The mean and variance of the distribution of shortest path lengths of random regular graphs

TL;DR

This paper derives explicit formulas for the mean and variance of shortest path lengths in random regular graphs, revealing correction terms and oscillatory behaviors, and compares these with numerical and simulation results.

Contribution

It provides a closed-form expression for the mean and variance of shortest path lengths in RRGs, including correction terms and analysis of oscillations, advancing understanding of their large-scale structure.

Findings

Derived a closed-form expression for the mean shortest path length.

Obtained an expression for the variance of shortest path lengths.

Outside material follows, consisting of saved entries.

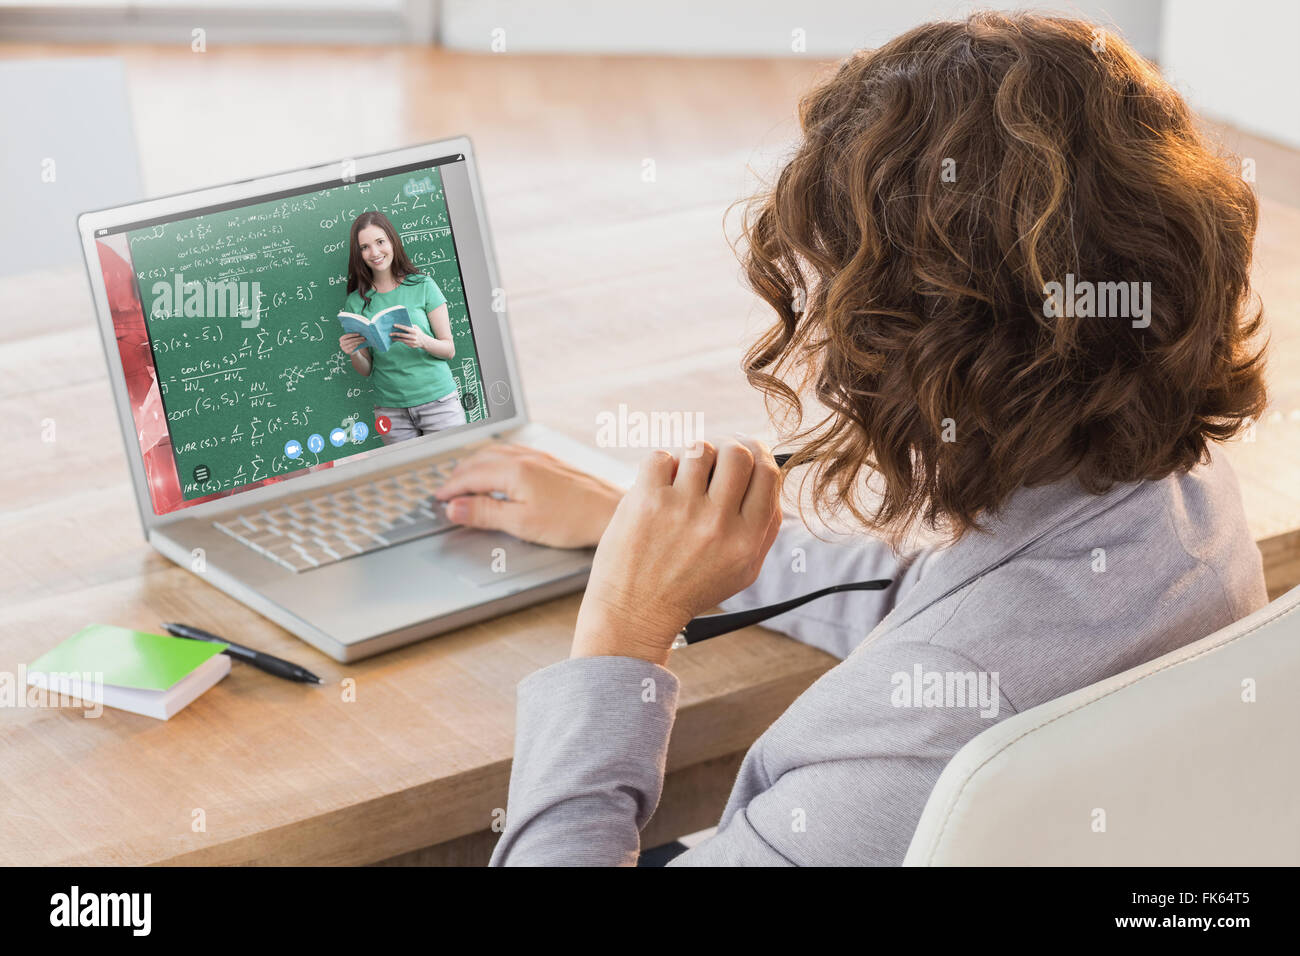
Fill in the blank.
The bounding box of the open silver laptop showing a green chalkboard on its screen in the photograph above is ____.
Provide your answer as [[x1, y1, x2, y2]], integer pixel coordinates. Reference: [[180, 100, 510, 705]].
[[78, 137, 633, 662]]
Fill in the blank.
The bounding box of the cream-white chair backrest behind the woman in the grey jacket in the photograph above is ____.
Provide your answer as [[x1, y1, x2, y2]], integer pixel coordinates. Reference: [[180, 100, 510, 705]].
[[904, 588, 1300, 866]]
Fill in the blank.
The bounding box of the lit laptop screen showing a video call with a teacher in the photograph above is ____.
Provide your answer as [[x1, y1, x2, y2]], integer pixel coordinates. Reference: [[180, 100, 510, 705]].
[[87, 155, 495, 515]]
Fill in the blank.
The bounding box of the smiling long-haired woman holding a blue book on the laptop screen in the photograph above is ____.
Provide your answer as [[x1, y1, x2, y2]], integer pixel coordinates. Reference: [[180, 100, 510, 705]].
[[338, 212, 465, 445]]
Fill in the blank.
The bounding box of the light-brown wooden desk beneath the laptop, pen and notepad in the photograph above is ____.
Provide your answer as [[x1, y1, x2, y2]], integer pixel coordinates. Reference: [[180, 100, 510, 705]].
[[0, 47, 1300, 864]]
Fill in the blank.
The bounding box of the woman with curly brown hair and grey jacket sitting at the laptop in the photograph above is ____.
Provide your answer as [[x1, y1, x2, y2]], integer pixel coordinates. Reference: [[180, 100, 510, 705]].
[[441, 13, 1266, 865]]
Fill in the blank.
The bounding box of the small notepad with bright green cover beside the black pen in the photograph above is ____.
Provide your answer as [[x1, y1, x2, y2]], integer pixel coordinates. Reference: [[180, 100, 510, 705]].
[[27, 624, 230, 721]]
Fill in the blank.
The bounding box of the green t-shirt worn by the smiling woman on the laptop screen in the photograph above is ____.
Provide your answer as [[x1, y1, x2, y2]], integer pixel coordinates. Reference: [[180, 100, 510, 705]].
[[343, 274, 456, 408]]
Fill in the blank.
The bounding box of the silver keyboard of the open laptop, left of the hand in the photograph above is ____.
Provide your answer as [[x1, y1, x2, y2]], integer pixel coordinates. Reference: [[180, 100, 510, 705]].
[[213, 458, 459, 571]]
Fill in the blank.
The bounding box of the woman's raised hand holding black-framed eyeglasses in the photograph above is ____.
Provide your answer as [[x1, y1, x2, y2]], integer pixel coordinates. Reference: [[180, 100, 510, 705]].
[[571, 438, 781, 665]]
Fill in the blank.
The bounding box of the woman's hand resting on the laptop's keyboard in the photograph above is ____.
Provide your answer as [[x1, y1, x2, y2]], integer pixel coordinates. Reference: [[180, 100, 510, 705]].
[[434, 442, 623, 548]]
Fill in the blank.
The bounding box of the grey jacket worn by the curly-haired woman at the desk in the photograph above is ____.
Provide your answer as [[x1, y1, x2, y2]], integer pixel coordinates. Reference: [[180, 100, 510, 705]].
[[491, 454, 1266, 865]]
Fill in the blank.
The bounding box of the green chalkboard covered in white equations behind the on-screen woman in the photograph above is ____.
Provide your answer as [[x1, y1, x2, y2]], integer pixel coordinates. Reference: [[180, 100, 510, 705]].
[[127, 166, 485, 499]]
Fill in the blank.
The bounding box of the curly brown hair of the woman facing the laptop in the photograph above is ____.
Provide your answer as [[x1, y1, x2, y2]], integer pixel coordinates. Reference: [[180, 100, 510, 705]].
[[742, 13, 1266, 537]]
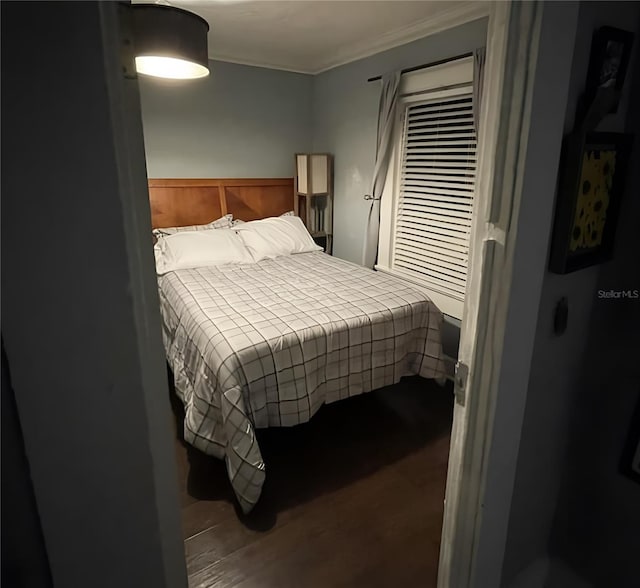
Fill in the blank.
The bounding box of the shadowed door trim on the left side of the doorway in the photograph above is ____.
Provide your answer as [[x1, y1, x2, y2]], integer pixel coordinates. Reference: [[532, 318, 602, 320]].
[[100, 3, 188, 588]]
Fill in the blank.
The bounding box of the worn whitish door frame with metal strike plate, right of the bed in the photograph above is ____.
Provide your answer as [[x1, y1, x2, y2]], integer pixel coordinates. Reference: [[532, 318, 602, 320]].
[[438, 1, 539, 588]]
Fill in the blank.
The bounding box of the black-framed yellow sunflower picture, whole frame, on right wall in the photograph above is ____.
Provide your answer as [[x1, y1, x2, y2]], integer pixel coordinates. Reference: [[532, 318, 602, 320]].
[[549, 133, 632, 274]]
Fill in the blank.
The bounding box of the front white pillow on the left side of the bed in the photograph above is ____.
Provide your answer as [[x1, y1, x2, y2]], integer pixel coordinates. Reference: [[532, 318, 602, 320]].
[[154, 229, 253, 275]]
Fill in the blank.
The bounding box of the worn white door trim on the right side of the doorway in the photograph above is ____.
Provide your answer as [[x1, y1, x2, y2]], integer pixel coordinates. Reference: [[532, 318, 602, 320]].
[[438, 1, 542, 588]]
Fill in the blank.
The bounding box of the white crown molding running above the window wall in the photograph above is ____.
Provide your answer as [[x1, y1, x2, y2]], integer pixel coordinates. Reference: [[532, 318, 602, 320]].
[[311, 0, 491, 75]]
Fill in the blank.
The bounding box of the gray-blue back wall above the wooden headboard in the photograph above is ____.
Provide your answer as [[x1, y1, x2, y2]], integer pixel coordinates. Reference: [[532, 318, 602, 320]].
[[140, 61, 312, 178]]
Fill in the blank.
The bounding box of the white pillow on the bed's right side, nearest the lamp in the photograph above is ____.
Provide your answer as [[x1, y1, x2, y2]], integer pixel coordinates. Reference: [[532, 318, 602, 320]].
[[234, 216, 322, 261]]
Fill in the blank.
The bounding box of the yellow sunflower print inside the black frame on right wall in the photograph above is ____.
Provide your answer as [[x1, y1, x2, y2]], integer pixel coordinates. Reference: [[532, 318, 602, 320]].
[[569, 150, 616, 253]]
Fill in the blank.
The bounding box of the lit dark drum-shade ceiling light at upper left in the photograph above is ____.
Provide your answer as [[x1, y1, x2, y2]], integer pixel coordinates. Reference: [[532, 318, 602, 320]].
[[131, 4, 209, 80]]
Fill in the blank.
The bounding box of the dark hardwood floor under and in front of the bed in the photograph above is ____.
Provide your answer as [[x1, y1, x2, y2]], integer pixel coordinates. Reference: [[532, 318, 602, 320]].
[[173, 378, 453, 588]]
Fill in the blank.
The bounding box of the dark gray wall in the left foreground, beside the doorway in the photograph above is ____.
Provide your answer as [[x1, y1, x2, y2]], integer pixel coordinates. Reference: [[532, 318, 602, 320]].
[[1, 2, 187, 588]]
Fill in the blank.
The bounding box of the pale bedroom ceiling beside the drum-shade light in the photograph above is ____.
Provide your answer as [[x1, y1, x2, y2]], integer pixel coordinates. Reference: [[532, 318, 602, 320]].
[[134, 0, 487, 74]]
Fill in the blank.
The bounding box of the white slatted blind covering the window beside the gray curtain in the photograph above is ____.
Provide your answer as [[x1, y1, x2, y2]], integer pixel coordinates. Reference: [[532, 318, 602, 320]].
[[393, 94, 476, 300]]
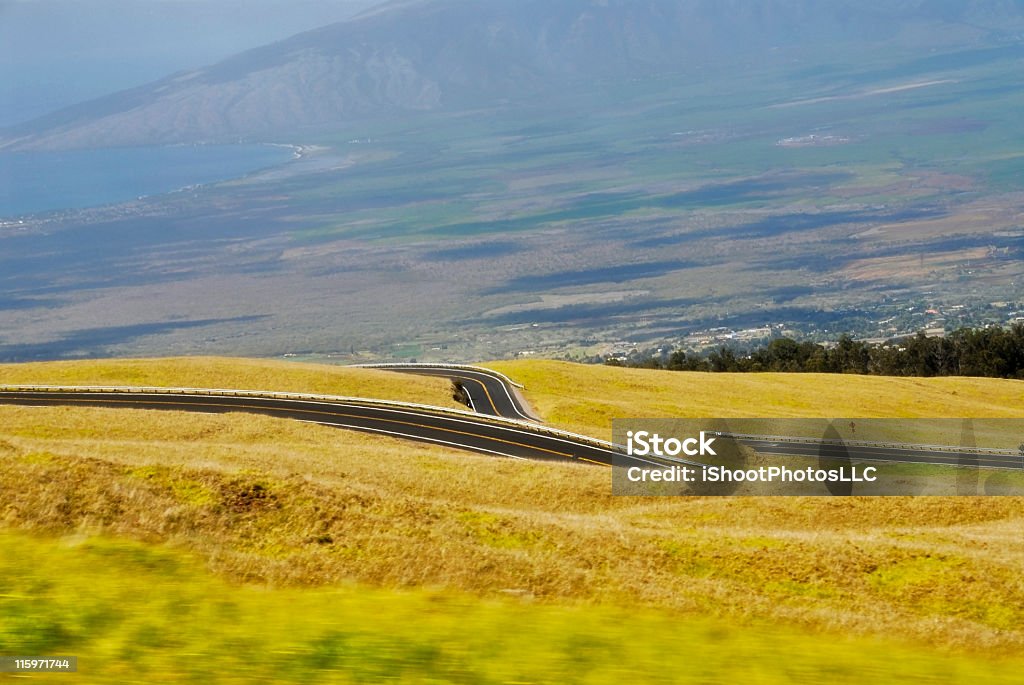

Validated results with numerical evaluation and simulations.

Abstract

The distribution of shortest path lengths (DSPL) of random networks provides useful information on their large scale structure. In the special case of random regular graphs (RRGs), which consist of $N$ nodes of degree $c \ge 3$, the DSPL, denoted by $P(L=\ell)$, follows a discrete Gompertz distribution. Using the discrete Laplace transform we derive a closed-form expression for the moment generating function of the DSPL of RRGs. From the moment generating function we obtain closed-form expressions for the mean and variance of the DSPL. More specifically, we find that the mean distance between pairs of distinct nodes is given by $\langle L \rangle = \frac{\ln N}{\ln (c-1)} + \frac{1}{2} - \frac{ \ln c - \ln (c-2) +\gamma}{\ln (c-1)} + \mathcal{O} \left( \frac{\ln N}{N} \right)$, where $\gamma$ is the Euler-Mascheroni constant. While the leading term is known, this result includes a novel correction term, which yields very good agreement with the results obtained from direct numerical evaluation of $\langle L \rangle$ via the tail-sum formula and with the results obtained from computer simulations. However, it does not account for an oscillatory behavior of $\langle L \rangle$ as a function of $c$ or $N$. These oscillations are negligible in sparse networks but detectable in dense networks. We also derive an expression for the variance ${\rm Var}(L)$ of the DSPL, which captures the overall dependence of the variance on $c$ but does not account for the oscillations. The oscillations are due to the discrete nature of the shell structure around a random node. They reflect the profile of the filling of new shells as $N$ is increased. The results for the mean and variance are compared to the corresponding results obtained in other types of random networks. The relation between the mean distance and the diameter is discussed.